We’ve previously talked about containers and how to use them to scale your application. But while you’re building a highly-distributed, scalable system, you need some way to make sure you’re maintaining a consistent database.
Today, mission-critical parts of your system most likely exist on multiple servers across Azure. You’ve taken a monolith application – one that ran as a single instance with a single thread – and scaled it out across Azure in multiple directions, including VMs, a multi-instance App Service, and/or a swarm of containers. Instead of just one program, you now have multiple instances trying to work on the same row of your database.
This is why locking for the correctness of execution is important. If the lock fails and two nodes concurrently work on the same piece of data, the result is a corrupted file, data loss, permanent inconsistency, or some other serious problem.
How can you prevent this? And how can you maintain control in a world where single-threaded is a thing of the past?
Using distributed locking scheme
To combat these issues, we use distributed locking scheme – a part of the container high-performance world. To help you get started, follow these five steps:
Step 1: Set up a Redis cache instance on Azure
Azure offers Redis caches as a Platform as a Service (PaaS) offering. The will manage the instance and the underlying hardware. Simply configure the appropriate pricing, generate your connection information, and go back to coding.
Info for connecting to the cache – think of this like a database connection string
Step 2: Add the Redisson library to your java project set
We’ll be using Java as the language here, but steps are similar for .Net.
Add the Redisson dependency to your project. Redisson is a powerful library that abstracts all Redis management. It lets you write code like you’re talking to just another database. In this example, we only care about the distributed locks offering from this library, but Redisson is a full-featured library offering multiple ways to leverage Redis caching.
Step 3: Create a Redisson client connection to your Redis cache
Creating a client takes only a few lines of code. A few important settings are:
- Connection Pool Size: This is the number of connections that the client can open to their cache. This number is especially important in lower pricing tiers, which support limited concurrent connections.

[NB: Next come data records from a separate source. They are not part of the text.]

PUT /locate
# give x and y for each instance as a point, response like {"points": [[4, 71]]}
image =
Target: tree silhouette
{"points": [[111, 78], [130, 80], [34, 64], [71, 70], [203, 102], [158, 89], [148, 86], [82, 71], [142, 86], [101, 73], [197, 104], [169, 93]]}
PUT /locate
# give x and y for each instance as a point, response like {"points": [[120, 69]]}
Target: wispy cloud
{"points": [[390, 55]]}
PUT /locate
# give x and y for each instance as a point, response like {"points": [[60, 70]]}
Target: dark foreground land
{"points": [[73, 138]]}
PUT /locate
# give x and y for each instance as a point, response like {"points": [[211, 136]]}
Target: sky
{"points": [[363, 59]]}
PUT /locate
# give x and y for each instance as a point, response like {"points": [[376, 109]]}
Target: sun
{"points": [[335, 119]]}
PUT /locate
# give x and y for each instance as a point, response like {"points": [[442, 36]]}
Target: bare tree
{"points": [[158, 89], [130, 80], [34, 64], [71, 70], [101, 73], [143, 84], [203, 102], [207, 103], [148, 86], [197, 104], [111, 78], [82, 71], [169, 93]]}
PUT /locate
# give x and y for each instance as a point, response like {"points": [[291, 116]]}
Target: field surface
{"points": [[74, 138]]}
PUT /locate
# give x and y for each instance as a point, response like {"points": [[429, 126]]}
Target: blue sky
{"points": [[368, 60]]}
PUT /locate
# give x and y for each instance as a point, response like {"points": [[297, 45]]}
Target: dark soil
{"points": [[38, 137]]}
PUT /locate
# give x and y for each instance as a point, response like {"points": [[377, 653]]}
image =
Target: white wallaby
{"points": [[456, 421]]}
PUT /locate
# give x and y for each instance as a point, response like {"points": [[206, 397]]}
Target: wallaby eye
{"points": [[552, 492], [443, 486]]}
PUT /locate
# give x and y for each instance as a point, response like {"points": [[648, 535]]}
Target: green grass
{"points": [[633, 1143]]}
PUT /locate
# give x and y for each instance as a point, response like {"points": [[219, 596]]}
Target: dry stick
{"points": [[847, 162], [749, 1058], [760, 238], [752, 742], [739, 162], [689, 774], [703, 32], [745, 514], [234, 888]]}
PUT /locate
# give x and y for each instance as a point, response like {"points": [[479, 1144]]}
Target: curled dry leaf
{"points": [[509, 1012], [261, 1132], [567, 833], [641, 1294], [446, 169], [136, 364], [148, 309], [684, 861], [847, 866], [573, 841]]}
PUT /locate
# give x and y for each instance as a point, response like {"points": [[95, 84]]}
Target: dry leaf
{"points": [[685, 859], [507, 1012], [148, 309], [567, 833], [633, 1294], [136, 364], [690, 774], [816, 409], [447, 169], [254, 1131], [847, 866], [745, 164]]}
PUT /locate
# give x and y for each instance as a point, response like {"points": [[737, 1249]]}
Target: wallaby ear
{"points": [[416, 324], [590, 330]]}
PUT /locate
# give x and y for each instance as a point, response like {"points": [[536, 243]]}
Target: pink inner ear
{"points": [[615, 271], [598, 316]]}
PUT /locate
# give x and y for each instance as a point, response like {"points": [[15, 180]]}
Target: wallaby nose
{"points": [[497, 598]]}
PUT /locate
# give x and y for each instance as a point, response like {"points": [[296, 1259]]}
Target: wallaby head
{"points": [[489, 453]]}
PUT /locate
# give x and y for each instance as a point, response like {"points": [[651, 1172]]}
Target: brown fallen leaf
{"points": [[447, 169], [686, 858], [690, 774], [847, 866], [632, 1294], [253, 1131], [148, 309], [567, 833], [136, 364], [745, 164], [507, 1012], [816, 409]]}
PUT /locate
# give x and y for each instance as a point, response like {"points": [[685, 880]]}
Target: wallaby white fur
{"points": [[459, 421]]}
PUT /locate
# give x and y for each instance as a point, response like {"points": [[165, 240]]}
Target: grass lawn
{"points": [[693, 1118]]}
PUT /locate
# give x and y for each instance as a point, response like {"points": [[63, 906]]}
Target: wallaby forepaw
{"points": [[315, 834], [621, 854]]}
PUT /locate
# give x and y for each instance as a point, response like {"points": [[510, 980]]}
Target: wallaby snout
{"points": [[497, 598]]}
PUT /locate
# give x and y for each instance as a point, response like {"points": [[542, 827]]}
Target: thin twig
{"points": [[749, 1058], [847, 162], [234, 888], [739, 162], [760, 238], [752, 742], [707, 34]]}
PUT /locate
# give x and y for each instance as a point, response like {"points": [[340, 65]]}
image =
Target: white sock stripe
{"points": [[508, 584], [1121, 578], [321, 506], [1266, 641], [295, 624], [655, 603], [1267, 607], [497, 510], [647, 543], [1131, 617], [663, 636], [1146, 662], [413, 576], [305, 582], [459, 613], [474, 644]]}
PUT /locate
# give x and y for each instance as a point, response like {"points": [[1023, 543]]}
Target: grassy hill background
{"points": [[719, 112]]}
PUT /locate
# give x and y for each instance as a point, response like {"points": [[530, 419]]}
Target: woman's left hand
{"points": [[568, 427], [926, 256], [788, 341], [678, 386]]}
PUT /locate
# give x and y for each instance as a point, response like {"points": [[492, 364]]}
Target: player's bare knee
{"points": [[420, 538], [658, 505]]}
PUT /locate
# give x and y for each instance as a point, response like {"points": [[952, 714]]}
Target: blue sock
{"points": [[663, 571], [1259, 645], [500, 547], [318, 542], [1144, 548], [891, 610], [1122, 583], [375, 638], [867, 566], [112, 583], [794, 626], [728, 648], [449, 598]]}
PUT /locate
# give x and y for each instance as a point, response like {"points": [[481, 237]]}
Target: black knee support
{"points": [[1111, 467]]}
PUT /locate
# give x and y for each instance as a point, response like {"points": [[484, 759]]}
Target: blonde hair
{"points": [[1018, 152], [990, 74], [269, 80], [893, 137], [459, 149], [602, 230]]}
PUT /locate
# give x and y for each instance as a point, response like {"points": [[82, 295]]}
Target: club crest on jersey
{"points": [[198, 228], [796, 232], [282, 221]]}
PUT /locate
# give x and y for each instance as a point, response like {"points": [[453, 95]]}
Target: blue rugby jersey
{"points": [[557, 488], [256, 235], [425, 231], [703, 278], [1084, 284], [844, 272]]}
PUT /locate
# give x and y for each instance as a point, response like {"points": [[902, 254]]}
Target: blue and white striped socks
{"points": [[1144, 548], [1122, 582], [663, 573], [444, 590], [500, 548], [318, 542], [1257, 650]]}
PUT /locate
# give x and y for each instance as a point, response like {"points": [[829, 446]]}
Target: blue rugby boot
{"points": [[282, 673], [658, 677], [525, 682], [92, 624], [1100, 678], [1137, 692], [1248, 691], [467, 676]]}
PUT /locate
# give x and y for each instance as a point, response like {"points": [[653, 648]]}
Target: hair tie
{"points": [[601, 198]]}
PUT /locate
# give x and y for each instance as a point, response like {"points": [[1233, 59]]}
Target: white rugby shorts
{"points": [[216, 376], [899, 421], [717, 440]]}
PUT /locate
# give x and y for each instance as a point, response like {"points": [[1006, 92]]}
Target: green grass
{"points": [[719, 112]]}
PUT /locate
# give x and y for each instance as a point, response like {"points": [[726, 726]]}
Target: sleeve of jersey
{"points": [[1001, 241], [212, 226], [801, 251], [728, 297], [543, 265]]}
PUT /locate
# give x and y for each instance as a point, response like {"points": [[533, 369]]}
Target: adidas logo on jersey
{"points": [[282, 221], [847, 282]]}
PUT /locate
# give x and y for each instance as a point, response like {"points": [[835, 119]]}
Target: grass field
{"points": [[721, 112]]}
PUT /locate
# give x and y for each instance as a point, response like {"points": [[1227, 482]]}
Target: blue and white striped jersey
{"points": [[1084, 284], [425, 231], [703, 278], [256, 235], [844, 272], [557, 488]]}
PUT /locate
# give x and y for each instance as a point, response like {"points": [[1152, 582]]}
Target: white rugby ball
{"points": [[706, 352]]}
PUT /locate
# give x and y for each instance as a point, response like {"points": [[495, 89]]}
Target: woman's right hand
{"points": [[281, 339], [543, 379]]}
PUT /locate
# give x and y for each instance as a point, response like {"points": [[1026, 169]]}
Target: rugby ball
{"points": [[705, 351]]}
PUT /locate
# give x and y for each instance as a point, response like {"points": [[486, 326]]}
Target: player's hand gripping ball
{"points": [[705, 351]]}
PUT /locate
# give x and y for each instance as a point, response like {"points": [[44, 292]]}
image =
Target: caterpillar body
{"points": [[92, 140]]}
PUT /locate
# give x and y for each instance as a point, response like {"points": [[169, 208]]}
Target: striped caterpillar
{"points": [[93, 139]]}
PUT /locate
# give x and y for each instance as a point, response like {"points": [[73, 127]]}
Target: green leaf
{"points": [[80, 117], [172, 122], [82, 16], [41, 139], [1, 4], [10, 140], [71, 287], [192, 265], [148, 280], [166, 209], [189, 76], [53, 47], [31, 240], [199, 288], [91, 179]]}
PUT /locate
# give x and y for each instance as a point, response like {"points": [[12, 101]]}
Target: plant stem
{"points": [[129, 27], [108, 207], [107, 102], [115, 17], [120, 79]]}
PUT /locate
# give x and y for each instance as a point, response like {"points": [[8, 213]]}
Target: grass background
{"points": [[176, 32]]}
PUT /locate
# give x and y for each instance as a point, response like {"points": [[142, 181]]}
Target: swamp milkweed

- Idle Pool Size: The minimum number of connections that the client keeps around if new work arrives. Make this number smaller than the Pool Size to save on memory and some JVM overhead.
Step 4: Create a Fair Lock
A Fair Lock ensures resources that request a lock receive it in the respective order. This is important to ensure your threads aren’t starved (kept waiting for a lock forever).
Use a single line of code to create your lock. You’ll want to ensure that the name of the lock will be the same across all instances of your code. Any typos here will mean you’re not waiting for the same lock.
Step 5: Wait for the lock
Try to obtain the lock. You can specify important times at this stage. For example:
- Max Wait Time: How long to wait for the lock before giving up and not running the logic that requires a lock
- Max Lease Time: How long the code can hold the lock before Redisson forces the lock to be released
After following these steps, you can return mission critical parts of the system to a safe mode, where only a single instance can run the process at a time. This will prevent data duplication and wasted processing time.